Some changes began to take place following the implementation of the 1950 Marriage Law, which among other provisions, prohibited bigamy and arranged marriage. But it was not until the early 1980s that more profound transformations occurred, with social change and economic transition increasingly influencing lifestyles and therefore the expectations related to marriage and personal achievement.
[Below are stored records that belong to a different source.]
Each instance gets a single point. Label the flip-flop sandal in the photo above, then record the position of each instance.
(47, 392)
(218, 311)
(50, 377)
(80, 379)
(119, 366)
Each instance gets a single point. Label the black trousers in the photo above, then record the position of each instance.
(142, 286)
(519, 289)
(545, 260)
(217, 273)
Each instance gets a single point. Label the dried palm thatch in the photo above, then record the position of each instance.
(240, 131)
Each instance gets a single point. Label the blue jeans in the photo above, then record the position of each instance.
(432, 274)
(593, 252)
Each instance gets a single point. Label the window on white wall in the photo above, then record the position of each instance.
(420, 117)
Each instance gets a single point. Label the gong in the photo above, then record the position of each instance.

While marriage has long been universal in Chinese society, things are changing and there is a gradual diversification of marriage and family behaviours, in urban areas especially (Chambers 2012). Mate selection, and therefore the vast majority of marriages, is now the result of individual choice, and the role of parents in the mate-selection process is declining. However, marriage behaviours in China are still influenced by various individual factors, and vary between regions (Luo 1999; Xu and Cheng 2001; Ni 2008; Zhang 2008). Nevertheless, it is observed that overall, first marriage is increasingly delayed for both men and women, and that the proportion of unmarried people is growing, partly due to social changes brought about by globalization (Ju 2006; Yang and Yao 2007).
This chapter describes recent trends in marriage and divorce as evidenced by the latest population censuses and civil registration data. It highlights the generalization of marriage postponement in the youngest cohorts, with a focus on the fact that men remain single until later ages, on average, than women. In the last section, factors influencing marriage and divorce behaviours are discussed.
2 Trends in Marriage Number and Frequency
In China, marriage behaviours have undergone significant changes since the reform and opening-up policy was launched in 1978, and in particular in the most recent decade (2000–2010). As observed in some neighbouring countries (Jones 2007), the trend in China is toward delayed marriage, resulting in increasing proportions of unmarried men and women.
Figure 3.1 shows that the number of marriages registered annually gradually declined between 1990 and 2002, from 9.51 million to 7.86 million. It then trended upward again, rising to 8.17 million in 2005 and then to 13.02 million in 2011. Meanwhile, the crude marriage ratesFootnote 1 followed a similar trend, dropping from 8.2 per 1,000 in 1990 to 6.1 per 1,000 in 2002. The trend then reversed, reaching 9.7 per 1,000 in 2011, the highest rate observed in the past 20 years.
These fluctuations in the number of marriages and the crude marriage rates are due mainly to the changing size of cohorts entering the marriage market, in particular those born in the 1970s who reached the age of marriage in the early 1990s and whose size decreased year-on-year during the decade, followed by the increasingly large birth cohorts born in the 1980s, which reached the age of marriage in the early 2000s. But this increase in the absolute numbers of marriages in recent years does not translate into an increased marriage frequency, and conceals the actual trend toward a sustained postponement of marriage.
Indeed, the age-specific marriage rates (Fig. 3.2) indicate that marriage frequency declined significantly between 2000 and 2010, especially at the peak ages for marriage. For men and women aged 22–24 in particular, the rates more than halved during the decade, and this decline was, for women, only very partially offset by the slight increase observed at earlier ages (17–20 years) and later ages (27–30 years).
3 Delayed Marriage for Both Men and Women
The past two decades have therefore seen a gradual increase in the mean age at first marriage, which gained 2 years between 1990 and 2010, from 22.8 to 24.9 year total number of people aged 6 s. The pace of increase was similar for both men and women. However, the increase was comparatively faster in the 1990s — when the Chinese government took action to promote late marriage, primarily through the refinement of provincial family planning regulations (Zhang and Gu 2007) — than in the 2000s.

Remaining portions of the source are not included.